#MEwx Sunny with temps rising above freezing and Pecan Butter Fudge

Good morning Augusta

I have a wireless personal weather station broadcasting live where you can view real time weather readings from it by clicking here.

This morning it is mostly sunny with expected highs in the lower 30s. Winds are light and variable.

Tonight we’ll have mostly clear skies during evening hours, becoming partly cloudy. Lows around 16°F with light and variable winds.

The outdoor temperature is 7.5°F, the dewpoint is 5.7°F and the wind chill is 7.5°F.

We didn’t receive any rain/snow here over the past 24 hours.

Today’s sunrise is 7:03 AM, sunset is 4:01 PM and we’ll have 8 hours 58 minutes of daylight today. Moonrise is 2:11 AM and Moonset is  1:20 PM. The moon phase is waning crescent and is 23% illuminated.

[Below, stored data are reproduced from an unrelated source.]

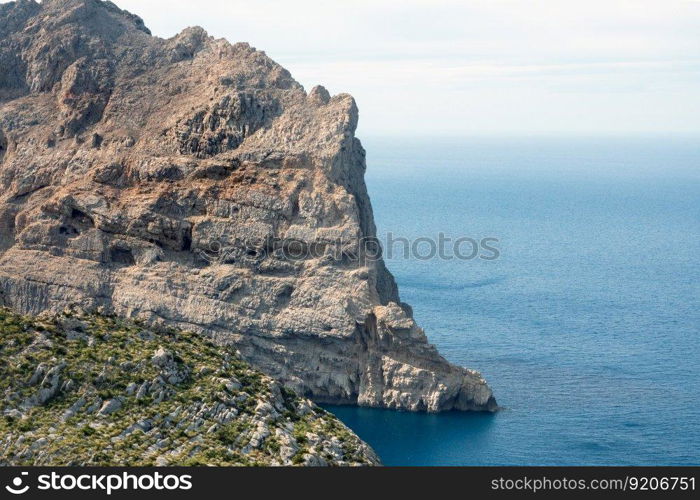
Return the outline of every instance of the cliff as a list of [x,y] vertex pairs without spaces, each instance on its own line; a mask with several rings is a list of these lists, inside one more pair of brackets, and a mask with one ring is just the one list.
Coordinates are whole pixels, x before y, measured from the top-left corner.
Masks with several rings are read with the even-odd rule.
[[0,305],[196,331],[319,402],[493,410],[401,303],[349,95],[99,0],[0,5]]
[[331,414],[198,334],[0,310],[0,465],[377,465]]

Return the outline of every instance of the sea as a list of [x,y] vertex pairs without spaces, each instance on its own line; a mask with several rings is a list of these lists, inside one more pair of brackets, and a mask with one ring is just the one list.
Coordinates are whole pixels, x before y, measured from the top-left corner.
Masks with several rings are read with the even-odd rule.
[[699,465],[699,139],[364,139],[402,300],[503,409],[327,408],[386,465]]

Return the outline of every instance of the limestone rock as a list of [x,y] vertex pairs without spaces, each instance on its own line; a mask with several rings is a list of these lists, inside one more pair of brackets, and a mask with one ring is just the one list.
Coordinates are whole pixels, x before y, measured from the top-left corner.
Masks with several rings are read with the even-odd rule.
[[151,358],[151,363],[159,367],[164,367],[168,363],[171,363],[172,359],[172,354],[170,354],[162,347],[159,347],[158,350],[153,354],[153,357]]
[[102,404],[102,408],[100,408],[100,411],[98,411],[97,414],[101,416],[111,415],[112,413],[119,411],[121,407],[122,402],[118,398],[110,399]]
[[351,96],[100,0],[0,5],[0,67],[0,305],[194,330],[317,401],[496,408],[361,258]]

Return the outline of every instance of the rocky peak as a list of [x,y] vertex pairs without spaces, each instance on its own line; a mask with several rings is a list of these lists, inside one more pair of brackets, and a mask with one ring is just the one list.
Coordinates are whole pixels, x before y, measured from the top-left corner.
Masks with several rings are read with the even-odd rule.
[[[16,8],[22,8],[23,4],[37,5],[32,0],[15,3],[18,4]],[[107,37],[134,29],[151,34],[139,16],[104,0],[43,0],[40,15],[35,21],[30,26],[45,31],[73,24],[79,25],[84,31]]]
[[185,28],[178,35],[168,40],[168,45],[173,51],[173,62],[192,59],[197,52],[204,49],[207,43],[214,39],[199,26]]

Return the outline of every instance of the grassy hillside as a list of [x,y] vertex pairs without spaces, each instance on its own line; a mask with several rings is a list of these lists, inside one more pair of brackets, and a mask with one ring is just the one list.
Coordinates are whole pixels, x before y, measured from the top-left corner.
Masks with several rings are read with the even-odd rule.
[[231,347],[112,317],[0,309],[2,465],[370,465],[334,416]]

Our next Full Moon is on December 26 and our next new moon will be on December 12.

The wind velocity is between 0.0 MPH and 3.4 MPH from the Southwest.

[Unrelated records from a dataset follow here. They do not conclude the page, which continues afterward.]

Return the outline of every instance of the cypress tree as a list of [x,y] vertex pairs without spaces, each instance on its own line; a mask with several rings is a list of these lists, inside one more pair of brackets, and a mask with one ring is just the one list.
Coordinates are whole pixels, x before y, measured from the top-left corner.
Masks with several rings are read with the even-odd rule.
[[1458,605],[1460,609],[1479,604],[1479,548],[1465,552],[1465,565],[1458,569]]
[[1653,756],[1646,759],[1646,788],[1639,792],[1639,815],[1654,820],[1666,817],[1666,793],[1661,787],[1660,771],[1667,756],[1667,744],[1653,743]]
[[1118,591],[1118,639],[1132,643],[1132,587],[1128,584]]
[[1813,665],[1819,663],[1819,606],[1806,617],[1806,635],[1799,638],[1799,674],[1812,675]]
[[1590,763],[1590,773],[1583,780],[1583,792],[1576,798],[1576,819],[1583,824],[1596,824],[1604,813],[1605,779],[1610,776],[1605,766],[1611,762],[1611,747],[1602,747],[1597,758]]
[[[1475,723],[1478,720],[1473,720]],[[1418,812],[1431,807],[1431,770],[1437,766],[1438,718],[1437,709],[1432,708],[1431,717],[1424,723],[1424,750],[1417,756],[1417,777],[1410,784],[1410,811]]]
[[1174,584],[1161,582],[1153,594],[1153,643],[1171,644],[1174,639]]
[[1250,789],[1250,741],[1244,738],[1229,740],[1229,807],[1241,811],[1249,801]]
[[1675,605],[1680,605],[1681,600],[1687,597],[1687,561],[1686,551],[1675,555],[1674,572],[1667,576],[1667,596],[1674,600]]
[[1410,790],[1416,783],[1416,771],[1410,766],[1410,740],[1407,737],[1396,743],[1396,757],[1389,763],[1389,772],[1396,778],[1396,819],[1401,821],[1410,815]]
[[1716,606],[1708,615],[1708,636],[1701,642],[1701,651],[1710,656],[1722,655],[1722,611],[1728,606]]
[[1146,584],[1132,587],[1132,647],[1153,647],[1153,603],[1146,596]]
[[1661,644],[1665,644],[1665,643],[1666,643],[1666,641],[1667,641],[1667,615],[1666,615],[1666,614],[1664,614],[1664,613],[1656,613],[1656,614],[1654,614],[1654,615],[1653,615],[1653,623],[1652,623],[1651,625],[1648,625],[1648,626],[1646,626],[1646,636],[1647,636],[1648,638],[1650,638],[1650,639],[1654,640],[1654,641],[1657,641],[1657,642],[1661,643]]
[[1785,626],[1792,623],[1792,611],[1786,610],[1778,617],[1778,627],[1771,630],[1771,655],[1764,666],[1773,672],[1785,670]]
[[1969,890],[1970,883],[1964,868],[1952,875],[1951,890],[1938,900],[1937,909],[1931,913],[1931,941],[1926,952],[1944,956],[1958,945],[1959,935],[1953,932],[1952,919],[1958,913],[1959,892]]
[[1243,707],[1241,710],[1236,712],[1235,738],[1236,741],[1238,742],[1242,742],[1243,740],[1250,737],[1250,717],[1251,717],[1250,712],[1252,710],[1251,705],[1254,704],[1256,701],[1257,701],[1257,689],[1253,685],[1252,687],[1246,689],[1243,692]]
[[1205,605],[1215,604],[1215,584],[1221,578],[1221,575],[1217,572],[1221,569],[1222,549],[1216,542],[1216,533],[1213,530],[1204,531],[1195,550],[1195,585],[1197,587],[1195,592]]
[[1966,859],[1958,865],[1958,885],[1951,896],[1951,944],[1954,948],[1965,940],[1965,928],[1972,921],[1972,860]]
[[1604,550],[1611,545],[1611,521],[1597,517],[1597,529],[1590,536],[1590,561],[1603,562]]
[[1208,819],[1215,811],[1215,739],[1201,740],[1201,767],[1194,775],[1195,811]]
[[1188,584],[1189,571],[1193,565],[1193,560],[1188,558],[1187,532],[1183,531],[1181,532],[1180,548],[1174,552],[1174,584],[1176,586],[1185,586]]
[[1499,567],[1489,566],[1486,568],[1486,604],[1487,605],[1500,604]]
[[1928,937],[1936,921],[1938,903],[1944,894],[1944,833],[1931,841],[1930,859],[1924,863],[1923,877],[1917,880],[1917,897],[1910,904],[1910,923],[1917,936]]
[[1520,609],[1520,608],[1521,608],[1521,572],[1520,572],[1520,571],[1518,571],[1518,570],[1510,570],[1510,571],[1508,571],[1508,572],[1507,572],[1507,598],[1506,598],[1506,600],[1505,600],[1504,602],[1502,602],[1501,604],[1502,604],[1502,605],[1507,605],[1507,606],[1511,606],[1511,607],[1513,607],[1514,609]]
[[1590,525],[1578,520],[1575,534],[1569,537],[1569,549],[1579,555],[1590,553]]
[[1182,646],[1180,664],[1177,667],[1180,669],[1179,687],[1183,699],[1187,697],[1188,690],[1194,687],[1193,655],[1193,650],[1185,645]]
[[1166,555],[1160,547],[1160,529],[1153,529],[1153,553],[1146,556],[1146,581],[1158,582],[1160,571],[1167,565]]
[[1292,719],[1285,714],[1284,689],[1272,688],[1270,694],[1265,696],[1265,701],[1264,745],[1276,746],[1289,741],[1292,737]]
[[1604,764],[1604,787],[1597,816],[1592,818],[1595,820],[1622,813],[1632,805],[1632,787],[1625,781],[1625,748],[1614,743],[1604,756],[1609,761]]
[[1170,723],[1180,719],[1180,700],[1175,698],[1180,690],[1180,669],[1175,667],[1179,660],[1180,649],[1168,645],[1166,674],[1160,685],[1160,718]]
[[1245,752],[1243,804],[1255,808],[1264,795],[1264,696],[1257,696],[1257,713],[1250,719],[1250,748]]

The Relative pressure is 29.93, the Absolute pressure is 29.73 and rising with a weather graphic indicating sun and clouds.

The Humidity is 92%, the UV index is 0 placing the average person at low risk and the solar radiation reading is 19.8W/m2.

Visibility is 10.0 miles / 16.1 kilometers with Mostly cloudy skies at the moment.

 

PECAN BUTTER FUDGE

By: Judith Olney (Yes, It’s Chocolate)

INGREDIENTS:

3 tablespoons unsalted butter

½ cup heavy cream

2 ½ cups granulated sugar

6 tablespoons cocoa powder

Pinch salt

1 teaspoon vanilla

2/3 cup pecans, broken roughly in half

1.      Butter a 9 or 10 inch square baking pan.

2.      Place the butter and cream in a saucepan over very low heat and stir until the butter has melted.

3.      Add the sugar, cocoa, and salt, and stir continuously until the mixture comes to a slow, rolling boil, then time the fudge for 8 minutes.  Stir occasionally and briefly while the fudge cooks.  Have a cup of cold water ready, and at the end of 8 minutes, drop a bit of fudge into the water.  It should form a medium-firm ball.  If too soft, continue cooking for another 2 minutes.  DO NOT OVERCOOK.

4.      Remove fudge from the heat and stir in the vanilla and pecans.  Continue beating the fudge until it has thickened to the consistency of sluggish molasses, the quickly turn into the buttered pan while still pourable.  The fudge should be glossy.  Chill until firm, cut into squares and serve.